Automixis in Cymbella aspera
In July 2017 I isolated diatoms of the genus Cymbella found in a pond in Hohenheim (Stuttgart, 48°42'34.0"N 9°12'29.1"E). The size of the diatoms at the time of isolation was about 240 µm and was in the range of 150 to
180 µm after 5 months in culture. The picture of a valve with a length of 151 µm can be seen in the upper half of the picture on the left. I assume it is Cymbella aspera.
At several locations in a culture dish, sexual reproduction began at this diatom length. Auxospores with attached valves and initial cells were found.
The size of the initial cells was not uniform. They had a length between 270 µm and 302 µm, whereby a length of 280 µm was very common. These initial cells were considerably longer than expected for this species. The ratio of length from the initial cell to a small cell showing sexual reproduction is
approximately 1.8 to 2. In the picture on the top left below the small diatom a large diatom (length 270 μm) is shown, which originates from the first culture, which has developed from an initial cell. So it is at most a few generations away from the initial cell.

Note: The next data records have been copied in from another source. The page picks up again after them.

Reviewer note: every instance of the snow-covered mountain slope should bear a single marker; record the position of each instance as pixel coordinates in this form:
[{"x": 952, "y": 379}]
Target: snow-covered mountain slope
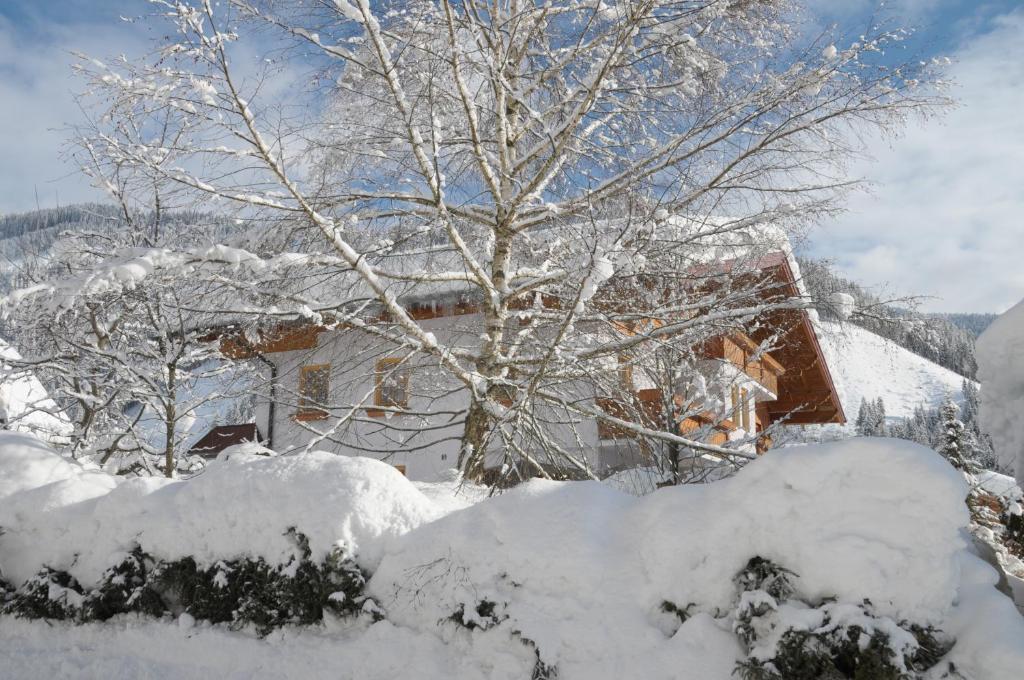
[{"x": 864, "y": 365}]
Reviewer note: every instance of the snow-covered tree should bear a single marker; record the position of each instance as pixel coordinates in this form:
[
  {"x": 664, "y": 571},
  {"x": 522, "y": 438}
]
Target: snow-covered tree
[
  {"x": 121, "y": 346},
  {"x": 953, "y": 443},
  {"x": 572, "y": 168},
  {"x": 871, "y": 419}
]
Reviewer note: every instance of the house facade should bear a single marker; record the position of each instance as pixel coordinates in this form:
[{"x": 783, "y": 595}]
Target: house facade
[{"x": 345, "y": 390}]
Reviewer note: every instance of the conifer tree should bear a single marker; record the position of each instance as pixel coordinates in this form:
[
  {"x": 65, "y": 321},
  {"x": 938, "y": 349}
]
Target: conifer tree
[
  {"x": 953, "y": 443},
  {"x": 879, "y": 426}
]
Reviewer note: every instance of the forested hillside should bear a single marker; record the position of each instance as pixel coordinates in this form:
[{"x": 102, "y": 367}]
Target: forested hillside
[{"x": 944, "y": 339}]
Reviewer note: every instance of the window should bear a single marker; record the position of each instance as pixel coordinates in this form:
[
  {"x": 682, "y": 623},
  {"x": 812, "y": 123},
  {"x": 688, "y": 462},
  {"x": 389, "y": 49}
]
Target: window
[
  {"x": 735, "y": 405},
  {"x": 314, "y": 391},
  {"x": 392, "y": 384},
  {"x": 626, "y": 373},
  {"x": 744, "y": 413}
]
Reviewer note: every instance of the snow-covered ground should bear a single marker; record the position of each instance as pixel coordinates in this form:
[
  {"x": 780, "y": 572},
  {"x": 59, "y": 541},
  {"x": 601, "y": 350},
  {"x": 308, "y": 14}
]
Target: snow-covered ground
[
  {"x": 577, "y": 574},
  {"x": 866, "y": 366},
  {"x": 1000, "y": 367}
]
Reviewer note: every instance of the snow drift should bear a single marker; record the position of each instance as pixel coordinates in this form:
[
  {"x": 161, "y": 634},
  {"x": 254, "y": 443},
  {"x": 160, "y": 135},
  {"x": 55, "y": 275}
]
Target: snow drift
[
  {"x": 573, "y": 576},
  {"x": 70, "y": 518},
  {"x": 1000, "y": 369}
]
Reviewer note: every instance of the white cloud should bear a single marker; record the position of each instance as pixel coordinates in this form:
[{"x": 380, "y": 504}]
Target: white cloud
[
  {"x": 946, "y": 215},
  {"x": 36, "y": 88}
]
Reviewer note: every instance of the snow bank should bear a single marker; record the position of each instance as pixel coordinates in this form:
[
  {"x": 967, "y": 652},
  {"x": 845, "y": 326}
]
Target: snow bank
[
  {"x": 28, "y": 463},
  {"x": 567, "y": 575},
  {"x": 1000, "y": 369},
  {"x": 83, "y": 521},
  {"x": 582, "y": 569}
]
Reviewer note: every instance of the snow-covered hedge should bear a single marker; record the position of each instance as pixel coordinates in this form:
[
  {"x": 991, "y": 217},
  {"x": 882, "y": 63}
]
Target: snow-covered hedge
[{"x": 846, "y": 559}]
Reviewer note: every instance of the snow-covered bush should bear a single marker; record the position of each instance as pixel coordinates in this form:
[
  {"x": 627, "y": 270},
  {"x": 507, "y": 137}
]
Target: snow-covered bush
[
  {"x": 851, "y": 557},
  {"x": 796, "y": 640}
]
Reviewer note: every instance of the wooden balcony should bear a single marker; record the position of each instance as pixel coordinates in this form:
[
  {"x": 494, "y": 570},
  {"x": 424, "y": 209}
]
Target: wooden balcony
[{"x": 739, "y": 350}]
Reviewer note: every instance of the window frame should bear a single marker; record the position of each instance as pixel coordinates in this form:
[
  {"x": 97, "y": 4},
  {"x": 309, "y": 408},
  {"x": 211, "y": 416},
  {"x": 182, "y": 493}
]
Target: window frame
[{"x": 385, "y": 368}]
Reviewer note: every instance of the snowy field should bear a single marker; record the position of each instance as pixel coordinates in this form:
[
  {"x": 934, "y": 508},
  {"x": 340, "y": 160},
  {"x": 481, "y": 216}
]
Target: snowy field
[
  {"x": 866, "y": 366},
  {"x": 574, "y": 576}
]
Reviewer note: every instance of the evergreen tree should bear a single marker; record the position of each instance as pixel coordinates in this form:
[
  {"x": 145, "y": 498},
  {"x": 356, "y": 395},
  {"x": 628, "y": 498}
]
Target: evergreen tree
[
  {"x": 953, "y": 443},
  {"x": 863, "y": 417},
  {"x": 879, "y": 426}
]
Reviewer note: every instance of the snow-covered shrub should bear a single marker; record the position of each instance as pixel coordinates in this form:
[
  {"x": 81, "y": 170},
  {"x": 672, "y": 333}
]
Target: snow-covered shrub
[
  {"x": 251, "y": 591},
  {"x": 790, "y": 639},
  {"x": 124, "y": 588},
  {"x": 49, "y": 594},
  {"x": 60, "y": 514}
]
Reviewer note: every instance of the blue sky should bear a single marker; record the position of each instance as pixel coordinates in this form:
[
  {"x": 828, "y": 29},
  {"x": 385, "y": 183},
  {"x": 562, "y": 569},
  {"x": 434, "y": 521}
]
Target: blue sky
[{"x": 944, "y": 217}]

A typical image of a culture is shown in the image on the left (click to enlarge). Here you can see in several places evidence of sexual reproduction. A closer look reveals that each auxospore comes from only one cell. In a single diatom, two gametes are formed by meiosis, which then fuse to form a zygote (auxospore). It is a self-fertilization, or more precisely automixis. The valves of the diatoms open and an auxospore grows up. Automixis in Cymbella aspera was described by Lothar Geitler in "Automixis, Geschlechtsbestimmung und Pyknose von Gonenkernen bei Cymbella aspera" (Planta 1956, Vol. 47. pg. 359-373).
The auxospore is enclosed in a structured membrane, the so called perizonium. Inside the perizonium the auxospore grows and develops new frustules. The frustules of the original diatom stick to it from the outside. Finally, a finished diatom of maximum size leaves the perizonium. An almost finished initial cell can be seen subsequently on the left (click to enlarge). The cell has still not left the perizonium yet. In the picture to the right of it this already happened (click to enlarge).
The structure of the perizonium is clearly visible in phase contrast, but not in the brightfield. The following picture
shows the brightfield and phase contrast alternately (2 seconds and 5 seconds).
In culture it turned out that the gametes often died after their formation and there was no fusion of the gametes. This happened far more often than the successful formation of an initial cell. Some of the initial cells also proved to be not viable or not cultivatable.
The continuous observation of the formation of an auxospore turned out to be difficult. In both Cymbella cistula and Cymbella aspera, it was striking that auxospores often died during several hours of observation. I suspect that auxospores have a very high sensitivity to high light intensities as they are typically used for microscopic observation. A video of a growing auxospore can be seen below:
The shown fragment is taken from a long-term observation and extends over a period of 84 hours. To protect the auxospore, the intensity of the light was kept extremely low, which leads to a strong image noise. In the beginning, the day-night rhythm was maintained as in cultivation. The nights are indicated by a short dark period in the video. After the second phase of darkness it became clear that the development had progressed in darkness. After that no dark phase was used. As the diatom and the auxospore do not lie parallel to the bottom of the petri dish, the lower part of the diatom is out of focus (objective with 20 x magnification). In the following picture, single images are placed next to each other with a time interval of about 4 hours (250 minutes):
The superimposed lines show that the auxospore grows linearly over time within the limits of the image resolution. The growth rate was about 3.4 µm per hour.